Monday, February 4, 2008

TEAM: California lawsuit, part 4

Original Post

California lawsuit, part 4

The plainitffs in the class action lawsuit alleged,

At a Diamond Meeting of the Company Internet Services in 1997 or 1998, a price
discussion ensued regarding the price of the Amway dog food. When asked
why the dog food was so expensive, an Amway representative stated that Amway
does not look at the marketplace to determine what a competitive retail price should be. Instead, the Amway representative stated that the products are priced at the IBO cost. Essentially, the Amway representative was suggesting that the IBO cost, considered the “wholesale” cost, is actually the retail price. Thus, IBOs attempting to resell the dog food would have to
sell it at cost, foregoing any profit, in order to be competitive.

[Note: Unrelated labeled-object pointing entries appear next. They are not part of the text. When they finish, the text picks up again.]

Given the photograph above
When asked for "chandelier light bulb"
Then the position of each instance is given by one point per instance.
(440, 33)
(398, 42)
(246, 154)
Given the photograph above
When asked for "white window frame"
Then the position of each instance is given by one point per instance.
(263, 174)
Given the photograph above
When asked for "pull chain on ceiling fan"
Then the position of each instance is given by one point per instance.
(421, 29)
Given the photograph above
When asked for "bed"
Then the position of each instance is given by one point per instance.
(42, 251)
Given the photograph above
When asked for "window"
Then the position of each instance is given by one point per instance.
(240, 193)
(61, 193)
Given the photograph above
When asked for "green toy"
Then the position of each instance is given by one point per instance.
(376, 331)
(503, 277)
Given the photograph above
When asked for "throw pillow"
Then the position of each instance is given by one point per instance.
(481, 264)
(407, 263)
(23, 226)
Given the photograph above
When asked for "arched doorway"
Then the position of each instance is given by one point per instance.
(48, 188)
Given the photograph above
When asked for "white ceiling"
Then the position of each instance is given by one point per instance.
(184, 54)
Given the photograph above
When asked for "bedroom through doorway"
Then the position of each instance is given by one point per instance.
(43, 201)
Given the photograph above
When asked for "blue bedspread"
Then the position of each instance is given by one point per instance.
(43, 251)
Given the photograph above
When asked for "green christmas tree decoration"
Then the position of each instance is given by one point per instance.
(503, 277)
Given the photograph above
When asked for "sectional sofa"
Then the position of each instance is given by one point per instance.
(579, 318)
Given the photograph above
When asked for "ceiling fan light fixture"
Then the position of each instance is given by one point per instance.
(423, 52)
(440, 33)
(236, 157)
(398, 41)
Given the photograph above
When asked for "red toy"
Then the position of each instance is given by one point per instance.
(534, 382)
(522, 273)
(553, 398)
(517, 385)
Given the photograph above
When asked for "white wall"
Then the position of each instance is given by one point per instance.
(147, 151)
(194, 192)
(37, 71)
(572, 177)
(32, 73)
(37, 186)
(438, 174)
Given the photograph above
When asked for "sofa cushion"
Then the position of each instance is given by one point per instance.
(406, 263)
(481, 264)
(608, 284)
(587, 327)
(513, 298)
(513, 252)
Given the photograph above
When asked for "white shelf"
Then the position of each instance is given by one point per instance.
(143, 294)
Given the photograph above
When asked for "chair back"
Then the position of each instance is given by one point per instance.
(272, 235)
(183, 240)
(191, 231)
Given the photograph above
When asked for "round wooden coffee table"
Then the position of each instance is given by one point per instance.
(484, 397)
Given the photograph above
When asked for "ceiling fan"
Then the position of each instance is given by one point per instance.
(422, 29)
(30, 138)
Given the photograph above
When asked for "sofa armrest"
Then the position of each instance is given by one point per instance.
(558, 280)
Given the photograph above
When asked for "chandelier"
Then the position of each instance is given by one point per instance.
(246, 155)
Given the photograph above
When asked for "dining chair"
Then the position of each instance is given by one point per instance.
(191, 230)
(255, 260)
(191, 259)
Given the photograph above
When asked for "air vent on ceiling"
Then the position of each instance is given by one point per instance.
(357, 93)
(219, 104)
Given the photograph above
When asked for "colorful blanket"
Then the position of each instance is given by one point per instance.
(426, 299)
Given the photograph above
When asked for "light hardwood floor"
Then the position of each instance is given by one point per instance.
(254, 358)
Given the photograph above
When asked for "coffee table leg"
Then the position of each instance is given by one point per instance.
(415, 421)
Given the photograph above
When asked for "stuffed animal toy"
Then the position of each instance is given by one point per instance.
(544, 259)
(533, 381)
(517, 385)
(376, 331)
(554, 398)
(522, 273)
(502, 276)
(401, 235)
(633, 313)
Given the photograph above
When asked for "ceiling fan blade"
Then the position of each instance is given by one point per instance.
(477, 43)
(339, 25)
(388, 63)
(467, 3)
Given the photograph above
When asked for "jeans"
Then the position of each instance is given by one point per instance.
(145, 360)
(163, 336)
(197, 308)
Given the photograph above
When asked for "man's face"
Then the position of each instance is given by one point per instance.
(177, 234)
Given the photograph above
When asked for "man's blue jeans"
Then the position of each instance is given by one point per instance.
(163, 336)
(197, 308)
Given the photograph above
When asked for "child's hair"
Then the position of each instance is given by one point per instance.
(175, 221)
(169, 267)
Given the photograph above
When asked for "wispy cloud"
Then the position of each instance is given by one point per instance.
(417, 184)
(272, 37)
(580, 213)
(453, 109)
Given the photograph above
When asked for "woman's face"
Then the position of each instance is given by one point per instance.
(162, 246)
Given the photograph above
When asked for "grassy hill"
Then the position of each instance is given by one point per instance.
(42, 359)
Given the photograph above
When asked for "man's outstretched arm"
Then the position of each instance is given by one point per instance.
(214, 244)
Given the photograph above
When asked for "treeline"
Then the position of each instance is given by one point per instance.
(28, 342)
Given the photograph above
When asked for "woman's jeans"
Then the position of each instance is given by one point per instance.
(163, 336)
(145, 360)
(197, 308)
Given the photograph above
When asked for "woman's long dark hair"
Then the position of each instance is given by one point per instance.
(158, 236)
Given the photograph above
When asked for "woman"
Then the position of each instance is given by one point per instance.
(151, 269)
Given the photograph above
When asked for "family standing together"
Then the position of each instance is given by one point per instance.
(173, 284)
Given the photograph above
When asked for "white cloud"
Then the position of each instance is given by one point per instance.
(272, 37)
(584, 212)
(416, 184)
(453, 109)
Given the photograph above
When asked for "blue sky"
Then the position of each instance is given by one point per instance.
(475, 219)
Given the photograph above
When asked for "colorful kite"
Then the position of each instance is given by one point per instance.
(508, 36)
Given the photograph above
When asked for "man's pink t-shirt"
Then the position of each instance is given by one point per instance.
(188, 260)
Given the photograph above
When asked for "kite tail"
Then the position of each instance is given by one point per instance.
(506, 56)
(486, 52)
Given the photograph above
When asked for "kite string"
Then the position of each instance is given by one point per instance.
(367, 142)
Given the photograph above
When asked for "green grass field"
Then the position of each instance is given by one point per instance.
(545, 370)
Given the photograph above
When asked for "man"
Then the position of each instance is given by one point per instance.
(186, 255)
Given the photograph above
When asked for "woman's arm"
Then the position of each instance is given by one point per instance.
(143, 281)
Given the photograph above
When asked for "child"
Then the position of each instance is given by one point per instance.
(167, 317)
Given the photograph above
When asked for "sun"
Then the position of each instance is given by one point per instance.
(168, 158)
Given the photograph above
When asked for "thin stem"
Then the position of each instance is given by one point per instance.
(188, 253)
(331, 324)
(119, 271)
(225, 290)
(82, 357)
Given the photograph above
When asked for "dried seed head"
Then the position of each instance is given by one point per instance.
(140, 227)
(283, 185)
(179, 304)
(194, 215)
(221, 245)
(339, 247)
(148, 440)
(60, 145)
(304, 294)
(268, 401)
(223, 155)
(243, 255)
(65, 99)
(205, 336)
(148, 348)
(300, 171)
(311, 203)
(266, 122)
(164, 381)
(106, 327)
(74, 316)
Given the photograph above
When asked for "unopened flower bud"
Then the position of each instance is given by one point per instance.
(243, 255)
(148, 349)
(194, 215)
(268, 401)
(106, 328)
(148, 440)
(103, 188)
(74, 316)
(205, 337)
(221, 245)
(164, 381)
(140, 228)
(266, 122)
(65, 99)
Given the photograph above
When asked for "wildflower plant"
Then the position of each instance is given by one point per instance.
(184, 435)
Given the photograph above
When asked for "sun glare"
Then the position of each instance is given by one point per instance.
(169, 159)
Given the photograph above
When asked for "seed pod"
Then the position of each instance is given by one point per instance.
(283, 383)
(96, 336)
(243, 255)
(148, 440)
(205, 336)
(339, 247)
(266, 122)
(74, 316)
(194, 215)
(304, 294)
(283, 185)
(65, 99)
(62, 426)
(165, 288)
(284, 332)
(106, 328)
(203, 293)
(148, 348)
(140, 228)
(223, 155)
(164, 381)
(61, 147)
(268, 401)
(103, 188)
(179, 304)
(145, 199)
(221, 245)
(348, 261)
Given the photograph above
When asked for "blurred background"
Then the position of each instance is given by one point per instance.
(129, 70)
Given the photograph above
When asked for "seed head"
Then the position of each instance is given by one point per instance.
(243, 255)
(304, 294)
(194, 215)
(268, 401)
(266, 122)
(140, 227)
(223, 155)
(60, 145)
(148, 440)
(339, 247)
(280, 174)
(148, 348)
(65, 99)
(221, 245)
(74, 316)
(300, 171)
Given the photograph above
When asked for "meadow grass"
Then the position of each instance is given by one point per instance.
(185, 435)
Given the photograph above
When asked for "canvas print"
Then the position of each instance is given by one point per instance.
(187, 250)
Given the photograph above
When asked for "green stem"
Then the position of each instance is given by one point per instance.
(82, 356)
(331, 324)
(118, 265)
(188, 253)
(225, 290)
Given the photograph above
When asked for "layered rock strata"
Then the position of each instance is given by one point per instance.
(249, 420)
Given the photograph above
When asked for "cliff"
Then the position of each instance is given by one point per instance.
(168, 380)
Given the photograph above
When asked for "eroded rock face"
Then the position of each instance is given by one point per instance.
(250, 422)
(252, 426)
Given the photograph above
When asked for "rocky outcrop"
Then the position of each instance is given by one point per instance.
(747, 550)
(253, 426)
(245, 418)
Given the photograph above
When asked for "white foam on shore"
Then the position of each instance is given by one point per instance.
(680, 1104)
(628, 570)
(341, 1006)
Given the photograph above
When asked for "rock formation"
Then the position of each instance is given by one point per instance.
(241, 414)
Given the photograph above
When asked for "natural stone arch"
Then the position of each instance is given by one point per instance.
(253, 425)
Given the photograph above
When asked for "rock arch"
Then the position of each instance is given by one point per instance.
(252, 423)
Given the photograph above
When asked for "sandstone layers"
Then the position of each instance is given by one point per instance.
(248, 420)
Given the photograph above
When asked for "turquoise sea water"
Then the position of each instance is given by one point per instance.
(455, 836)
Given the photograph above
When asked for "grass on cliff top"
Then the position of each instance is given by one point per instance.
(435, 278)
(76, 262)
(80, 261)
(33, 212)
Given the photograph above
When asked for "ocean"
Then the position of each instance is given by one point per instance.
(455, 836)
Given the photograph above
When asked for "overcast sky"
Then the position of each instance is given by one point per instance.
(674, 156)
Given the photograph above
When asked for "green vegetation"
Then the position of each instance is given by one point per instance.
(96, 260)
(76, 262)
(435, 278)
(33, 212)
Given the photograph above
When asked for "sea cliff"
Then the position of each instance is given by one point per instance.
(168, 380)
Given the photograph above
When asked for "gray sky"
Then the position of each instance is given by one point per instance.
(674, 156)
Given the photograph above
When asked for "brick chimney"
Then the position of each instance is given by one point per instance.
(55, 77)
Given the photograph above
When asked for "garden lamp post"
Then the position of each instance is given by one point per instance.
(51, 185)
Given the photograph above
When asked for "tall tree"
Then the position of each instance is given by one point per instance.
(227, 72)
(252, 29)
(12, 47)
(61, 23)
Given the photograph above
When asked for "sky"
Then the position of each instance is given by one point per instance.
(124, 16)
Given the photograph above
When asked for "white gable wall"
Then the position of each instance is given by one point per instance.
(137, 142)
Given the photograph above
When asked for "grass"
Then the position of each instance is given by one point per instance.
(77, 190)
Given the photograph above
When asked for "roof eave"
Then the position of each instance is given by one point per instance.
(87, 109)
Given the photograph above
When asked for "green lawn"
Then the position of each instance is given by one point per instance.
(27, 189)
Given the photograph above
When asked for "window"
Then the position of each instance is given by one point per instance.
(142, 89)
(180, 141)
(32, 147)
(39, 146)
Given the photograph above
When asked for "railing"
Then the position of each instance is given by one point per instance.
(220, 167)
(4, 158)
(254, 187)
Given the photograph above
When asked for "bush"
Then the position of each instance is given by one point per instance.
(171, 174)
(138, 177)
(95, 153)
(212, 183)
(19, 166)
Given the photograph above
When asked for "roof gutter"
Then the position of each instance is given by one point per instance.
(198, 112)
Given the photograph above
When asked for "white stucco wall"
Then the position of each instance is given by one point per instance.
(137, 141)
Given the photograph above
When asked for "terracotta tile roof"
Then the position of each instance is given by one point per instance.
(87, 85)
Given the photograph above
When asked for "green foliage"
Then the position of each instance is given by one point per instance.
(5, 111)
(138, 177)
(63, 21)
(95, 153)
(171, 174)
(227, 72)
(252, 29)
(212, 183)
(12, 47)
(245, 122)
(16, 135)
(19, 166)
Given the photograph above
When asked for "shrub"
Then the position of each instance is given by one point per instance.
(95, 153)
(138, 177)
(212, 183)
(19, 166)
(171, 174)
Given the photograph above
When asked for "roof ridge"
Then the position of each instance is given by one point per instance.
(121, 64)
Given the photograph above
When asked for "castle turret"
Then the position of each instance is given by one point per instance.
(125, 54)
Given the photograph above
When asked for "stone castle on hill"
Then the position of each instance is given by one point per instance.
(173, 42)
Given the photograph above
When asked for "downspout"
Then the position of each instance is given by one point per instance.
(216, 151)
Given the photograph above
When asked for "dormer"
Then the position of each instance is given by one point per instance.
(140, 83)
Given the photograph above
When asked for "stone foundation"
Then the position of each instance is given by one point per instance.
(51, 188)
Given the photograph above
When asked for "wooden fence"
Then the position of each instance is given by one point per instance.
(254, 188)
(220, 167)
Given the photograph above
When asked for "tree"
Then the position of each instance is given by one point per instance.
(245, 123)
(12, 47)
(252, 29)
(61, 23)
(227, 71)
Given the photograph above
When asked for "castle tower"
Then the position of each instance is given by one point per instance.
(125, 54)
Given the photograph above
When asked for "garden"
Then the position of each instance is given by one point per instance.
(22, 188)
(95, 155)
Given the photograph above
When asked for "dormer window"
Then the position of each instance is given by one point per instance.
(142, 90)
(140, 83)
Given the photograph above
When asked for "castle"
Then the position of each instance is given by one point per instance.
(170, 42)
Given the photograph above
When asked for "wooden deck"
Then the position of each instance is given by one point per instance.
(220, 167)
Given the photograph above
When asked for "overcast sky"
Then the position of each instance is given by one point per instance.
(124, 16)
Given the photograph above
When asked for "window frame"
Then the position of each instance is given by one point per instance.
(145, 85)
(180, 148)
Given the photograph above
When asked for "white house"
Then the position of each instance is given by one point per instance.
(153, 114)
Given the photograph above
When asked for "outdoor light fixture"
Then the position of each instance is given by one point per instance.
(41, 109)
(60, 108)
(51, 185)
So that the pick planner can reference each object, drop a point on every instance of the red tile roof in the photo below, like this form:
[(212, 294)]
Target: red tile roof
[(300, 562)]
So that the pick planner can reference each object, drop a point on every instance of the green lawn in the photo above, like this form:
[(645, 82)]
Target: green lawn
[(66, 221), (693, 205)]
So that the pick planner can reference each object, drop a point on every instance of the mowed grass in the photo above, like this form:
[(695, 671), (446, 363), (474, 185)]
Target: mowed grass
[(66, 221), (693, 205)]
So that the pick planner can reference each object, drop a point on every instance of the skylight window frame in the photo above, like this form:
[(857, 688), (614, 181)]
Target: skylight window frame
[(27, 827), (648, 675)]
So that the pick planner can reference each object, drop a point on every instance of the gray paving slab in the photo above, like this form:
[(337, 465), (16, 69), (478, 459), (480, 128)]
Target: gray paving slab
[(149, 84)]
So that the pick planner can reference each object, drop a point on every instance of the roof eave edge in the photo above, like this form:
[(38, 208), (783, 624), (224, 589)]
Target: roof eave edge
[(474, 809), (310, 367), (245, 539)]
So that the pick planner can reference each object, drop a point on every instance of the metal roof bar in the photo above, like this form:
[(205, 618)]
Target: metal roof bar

In April of 2000, the IBOAI conducted a “Confidential Competitive Analysis” of the
Quixtar products. The IBOAI compared the Quixtar products with three
competitive market leaders in each type of product and a cost per unit of measurement was established to fairly compare the products. In almost every item, the Quixtar products were substantially overpriced in comparison to the three industry leaders. In response, Quixtar promised to “work on it.”

“Amway does not look at the market place to determine what a competitive retail price should be. Instead, the Amway representatives stated that the Amway products were priced at the IBO cost.” To me, this clearly demonstrates that Amway had very little desire to market the products to outside customers; instead they relied on purchases and consumption from their IBO’s. This arrangement worked out well for Amway because there were numerous IBO leaders who got good at recruiting massive amounts of people into the Amway business. Because the tool companies emphasized the opportunity portion of the business, IBO’s were willing to purchase the products for personal use. Although the IBO leaders were good at bringing in massive amounts of people into Quixtar, I’m willing to bet that only a small percentage of the people in the Quixtar/Amway business actually purchased products. In this regard, I would agree 100% with IBOFightback. IBOFightback has argued on this blog, and others as well, that a large percentage of IBO’s never purchase a single product. Why do you suppose that was the case?